Sarain Fox was born into activism. The Anishinaabe storyteller was raised on the shores of Lake Superior by a single mother who dedicated her life to preserving Indigenous knowledge and stories. Now an activist in her own right, Fox co‑hosts the APTN docuseries Future History and uses her dance platform to amplify Indigenous voices. (Find out what she packs in her carry‑on, here.) A long‑time ambassador of the Toronto‑based Manitobah Mukluks Storyboot School, which teaches the art of moccasin‑making, she recently helped launch a cross‑cultural program in Sydney, Australia, that empowers Indigenous artists and offers travellers an authentic cultural experience.
enRoute What drives your activism?
Sarain Fox I grew up watching my mom fight to preserve our stories and identity. It’s hard not to want to be part of that legacy. I want my kids to see me fight fearlessly for them and help change their future. My mom raised me to be proud of who I am, but I was bullied at my predominantly white elementary school. I lived a double life. I belonged among my people, but I had to dim my light at school. That’s why I do the work that I do. I never want anyone to feel like they have to hide who they are or not be proud of their identity.
ER You started your career as a dancer. What role does it play in your life today?
SF Dance is my first love, so I make it a priority to perform at least once a year. I’ve been collaborating with the Halifax‑based choir Xara Choral Theatre for almost 10 years. This fall, we toured a new work called Rings Through Water, a multimedia performance about water protectors and missing and murdered Indigenous women. It’s been an interesting collision of worlds, as an Indigenous performer, to collaborate with a colonial art form like choral. But it has also been an opportunity to create a dialogue and build bridges.
ER Tell us about the program that you recently launched in Australia.
SF This partnership between the KARI Foundation and the TreadRight Foundation, which funds the Manitobah Mukluks Storyboot School, allows Indigenous people in Sydney to change the way tourists learn about their homeland. As an ambassador for this project, I have the opportunity to think about the way that people enter into different homelands and help lead a conversation about how we travel ethically and authentically. It’s about letting travellers bring home a piece of our truth.

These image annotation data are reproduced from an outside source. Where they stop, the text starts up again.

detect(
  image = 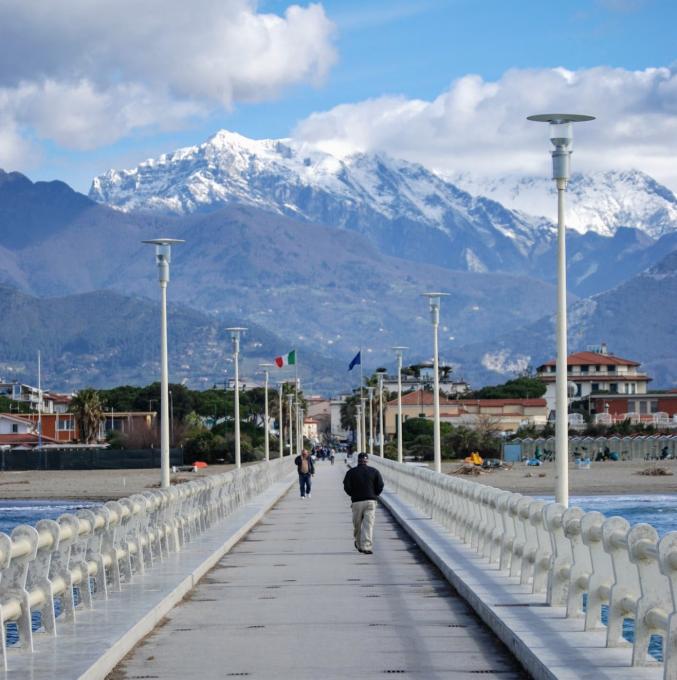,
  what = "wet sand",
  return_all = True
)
[0,465,243,501]
[442,460,677,496]
[0,460,677,501]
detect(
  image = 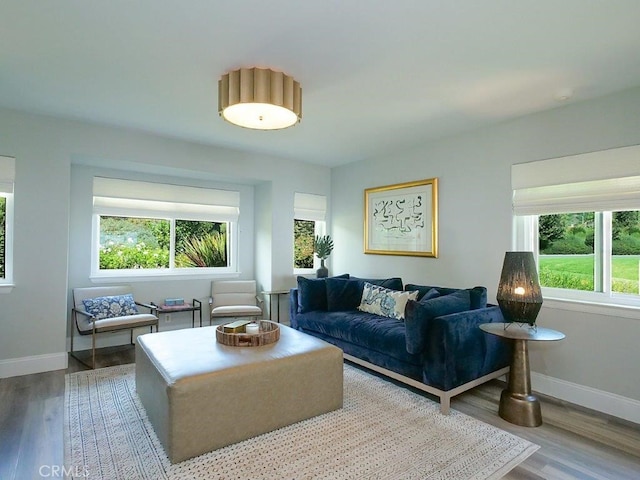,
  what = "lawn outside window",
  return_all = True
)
[511,145,640,318]
[516,210,640,308]
[92,178,238,279]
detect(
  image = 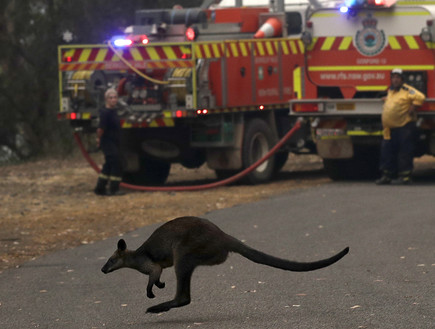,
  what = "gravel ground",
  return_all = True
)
[0,155,329,273]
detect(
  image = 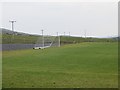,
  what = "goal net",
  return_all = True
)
[33,36,60,49]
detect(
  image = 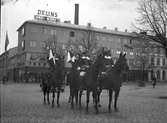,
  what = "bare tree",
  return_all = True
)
[67,30,97,55]
[132,38,152,81]
[135,0,167,57]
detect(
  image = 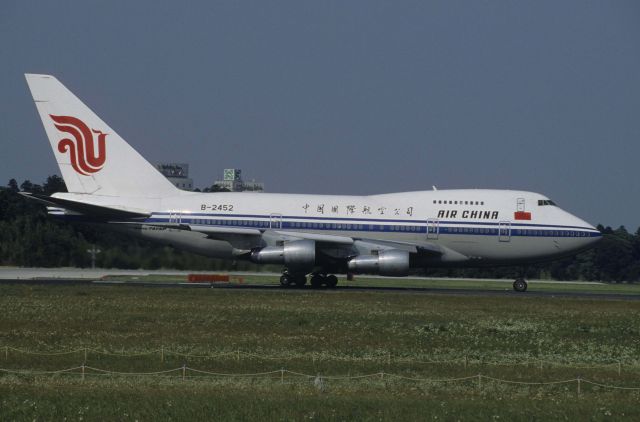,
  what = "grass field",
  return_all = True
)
[0,279,640,420]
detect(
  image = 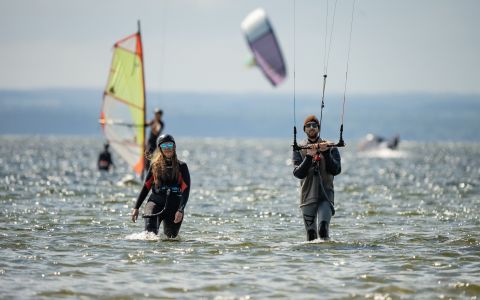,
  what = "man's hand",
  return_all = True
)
[132,208,138,223]
[307,144,317,156]
[173,211,183,224]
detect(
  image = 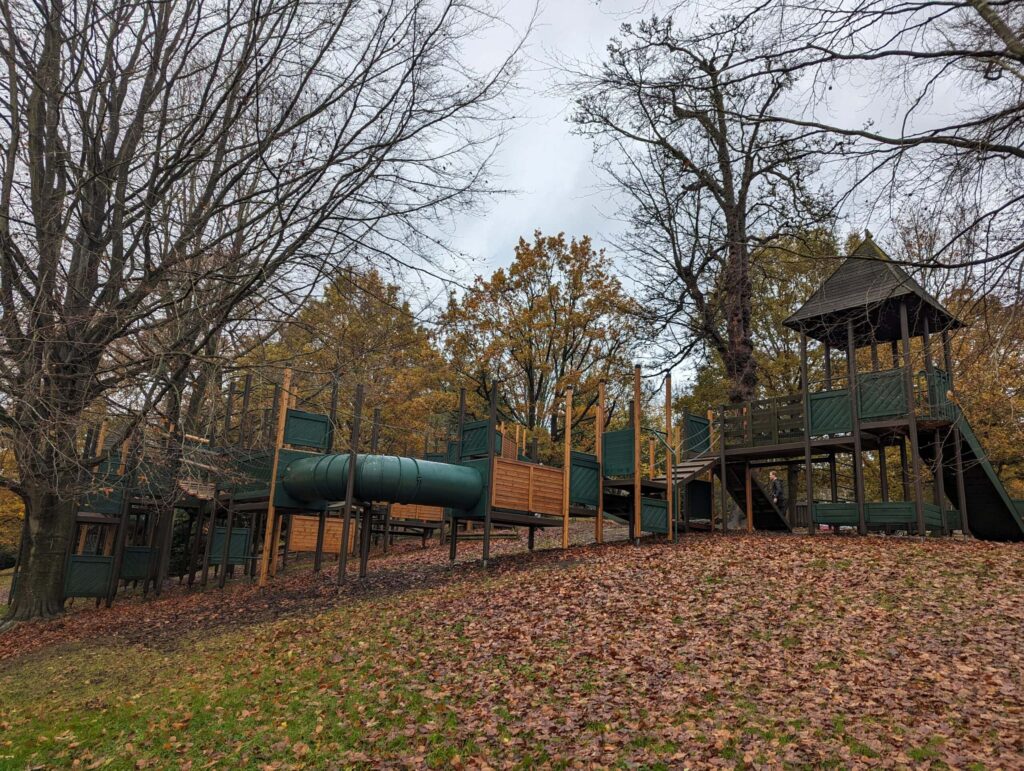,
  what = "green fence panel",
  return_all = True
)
[925,370,953,420]
[65,554,114,597]
[683,413,711,455]
[462,420,502,458]
[810,388,853,436]
[569,453,601,508]
[210,527,249,565]
[864,501,918,525]
[925,502,961,530]
[285,410,331,453]
[232,449,273,499]
[601,428,633,476]
[814,503,860,525]
[121,546,157,581]
[640,498,669,533]
[857,370,907,421]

ER Where do you love to travel?
SF I have a soft spot for Hawaii and the community’s aloha spirit. I’m really inspired by the Indigenous people who are re‑establishing their traditional ways of fishing and growing. During one of my trips, I got to see lava flow into the ocean and literally create new earth. I also love going home to Sault Ste. Marie and the shores of Lake Superior. It’s where I spent my formative years, and it’s where my people have always been. It’s where I go to refuel. It’s home.
ER What can we expect from the next season of Future History?
SF The first two seasons have been about exploring Indigenous knowledge and highlighting the people who preserve it. In season three, which begins filming this spring, we want to tackle the how‑to. What practical tools are people using to change the narrative? How are Indigenous people taking up space? How are they contributing to important fields like politics, art and education?